By Michael Maccallam

Artificial intelligence has long been the fascination of scientists and filmmakers alike, whether it has been through apocalyptic visions or dreams of utopia.

However, despite people’s beliefs that the creation of artificial intelligence would be welcomed with breaking news headlines, forms of AI have already been introduced into many fields of work, including medicine.

Although many doctors will say that their knowledge is based solely on their years of rigorous education, many will also say that it has been their past experiences and judgements that have led to the level of expertise that they work with – things which are far less tangible and far more difficult to measure.

Therefore, with the medical field seeming highly subjective, it would make sense that this would be an almost impossible area for machines to infiltrate, but this seems to have been proven wrong.

In the era of modern medicine, doctors have found themselves increasingly dependent on countless studies and different drug options, which is limited to the human capacity of the doctor’s mind. The use of machines, however, eliminates this problem, since a machine is not limited to the same boundaries as the human mind. Alongside this, artificial intelligence would be able to interpret and analyse a patient’s data and instantly be able to offer the best diagnosis and drug choice.

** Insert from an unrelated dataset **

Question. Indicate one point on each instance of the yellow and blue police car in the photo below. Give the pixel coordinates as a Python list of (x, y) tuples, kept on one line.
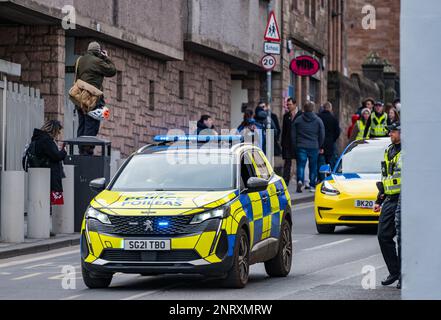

The issue must not be seen in terms of taking the doctors’ jobs though. On the contrary, artificial intelligence is increasingly being seen as a necessity rather than an option, since it seems counter intuitive to base a diagnosis solely off the opinion of the doctor when a much more reliable source is so readily available. This branch of artificial intelligence has been named machine learning by many, with the idea that just like a doctor, the machine itself can learn and develop new methods of diagnosing patients.

Not only could this emerging technology revolutionise physical health though, it also has significant implications for mental health. Such ideas include exploiting the relationship we all have with our smartphones nowadays, whereby a mobile phone will be able to monitor the interactions that the user makes, detecting any signs of depression or bipolar disorder that may be visible from their posts on social media or their searches on the internet.

David Ahern, of the Department of Psychiatry at Brigham, has said that ‘historically we have been dismally poor at detecting dangerousness or self-harm’ and that ideally ‘we may be able to develop an early-warning system that […] could monitor and see changes in patterns to better determine when the risk gets to the level where intervention is needed’. This system would be able to detect how mild or aggressive someone’s illness is and would offer more reliability than that of a doctor.

Ultimately, this technology is still in its inception, but there is little doubt among medical professionals that this area of artificial intelligence will go on to pave the way for a new era of medical science.